# was sagt ihr zu dem provider?



## redback79 (7. Mai 2002)

ich weiss zwar nicht, ob ich hier richtig bin... aber ich poste diesen beitrag trotzdem mal ...

schaut euch mal die webseite http://www.vweb.ch an! was sagt ihr zu dem angebot? 

ich hab vor, mich da zu registrieren... kleines php projekt...
-> hat das ganze einen haken??? sind doch ziemlich billig.. oder?

ps. 1 Euro = 1.45 SFr. *gg*


----------



## Neurodeamon (25. Mai 2002)

Billig würde ich es nicht nennen... für 25 sFr habe ich vergleichsweise 10 mal mehr speicherplatz und mehr traffic


----------



## reto (11. Juni 2002)

Würde auch sagen das das nicht gerade billig ist...

Wenn du einen Provider in der Schweiz suchst, schau doch mal auf http://www.domainhost.ch vorbei. 99.-/Jahr für 200MB Speicher ebenfalls mit php & mysql. Und Einrichtungsgebühr musst du auch keine bezahlen.

Oder bei http://www.genotec.ch kriegst du 50 MB für 150.-/Jahr (plus MwSt), auch keine Einrichtungsgebühr...

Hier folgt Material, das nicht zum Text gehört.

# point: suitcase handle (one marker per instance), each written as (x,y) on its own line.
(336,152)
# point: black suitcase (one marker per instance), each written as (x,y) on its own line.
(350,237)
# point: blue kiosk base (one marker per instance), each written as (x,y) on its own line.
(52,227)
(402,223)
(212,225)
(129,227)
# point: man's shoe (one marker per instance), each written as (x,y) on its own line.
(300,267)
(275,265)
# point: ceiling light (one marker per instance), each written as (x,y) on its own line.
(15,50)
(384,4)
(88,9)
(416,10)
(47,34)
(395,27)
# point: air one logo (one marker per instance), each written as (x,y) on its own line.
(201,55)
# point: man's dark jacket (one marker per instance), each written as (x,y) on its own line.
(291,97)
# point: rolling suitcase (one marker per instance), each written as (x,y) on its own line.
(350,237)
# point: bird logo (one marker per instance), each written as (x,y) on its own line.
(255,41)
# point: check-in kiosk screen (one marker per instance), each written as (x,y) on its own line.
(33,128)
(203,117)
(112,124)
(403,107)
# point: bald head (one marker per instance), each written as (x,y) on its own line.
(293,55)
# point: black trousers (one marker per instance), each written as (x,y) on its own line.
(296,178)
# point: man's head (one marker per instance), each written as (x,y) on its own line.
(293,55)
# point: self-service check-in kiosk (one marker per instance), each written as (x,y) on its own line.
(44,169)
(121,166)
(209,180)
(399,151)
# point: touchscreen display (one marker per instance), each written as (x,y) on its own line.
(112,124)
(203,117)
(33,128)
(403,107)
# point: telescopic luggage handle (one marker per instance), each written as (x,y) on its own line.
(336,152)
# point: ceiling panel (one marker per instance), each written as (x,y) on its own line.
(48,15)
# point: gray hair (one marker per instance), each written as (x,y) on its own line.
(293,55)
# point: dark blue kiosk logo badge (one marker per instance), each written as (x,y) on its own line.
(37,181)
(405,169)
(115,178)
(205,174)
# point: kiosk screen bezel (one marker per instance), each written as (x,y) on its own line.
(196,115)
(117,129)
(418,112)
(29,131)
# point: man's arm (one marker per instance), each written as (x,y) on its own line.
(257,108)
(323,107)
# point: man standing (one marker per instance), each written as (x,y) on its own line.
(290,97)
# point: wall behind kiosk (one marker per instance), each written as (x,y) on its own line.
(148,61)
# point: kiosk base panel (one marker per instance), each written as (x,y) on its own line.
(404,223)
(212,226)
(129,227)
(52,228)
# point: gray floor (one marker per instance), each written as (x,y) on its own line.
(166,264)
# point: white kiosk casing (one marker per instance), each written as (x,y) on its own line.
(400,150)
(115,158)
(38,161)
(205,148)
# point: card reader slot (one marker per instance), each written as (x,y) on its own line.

Hab bei beiden einen Account und funktionieren tut alles bestens...


----------



## redback79 (11. Juni 2002)

hallo reto...

vielen dank für das feedback... ;-)

könntest du mal checken, ob in der konfiguration von php bei deinen angegebenen providern auch die GD_LIBRARY aktiviert ist... 

-> die brauch im nähmlich unbedingt!

THX

mfg redback


----------



## Neurodeamon (12. Juni 2002)

redback, vielleicht solltest Du erwähnen welche Version Du brauchst. Eine alte mit GIF-Support oder die neue (v. 1.8.4) oder die 2er Beta?



Ich denke mal das wäre erwähnenswert ...


----------



## reto (12. Juni 2002)

Gute Frage... ich glaube keiner der beiden Provider bietet das an. Zu meiner Schande muss ich gestehen, dass ich ehrlichgesagt nicht weiss, was die GD_LIBRARY genau ist. Könnt ihr mich da mal aufklären?


----------



## redback79 (12. Juni 2002)

@Neurodeamon: also, ich bräuchte die GD_LIBRARY ab ver. 1.6.2 oder höher... ;-) (...die ist doch in PHP 4.x enthalten, nur standartmässig nicht aktiviert... -> hab ich jedenfalls gemeint! )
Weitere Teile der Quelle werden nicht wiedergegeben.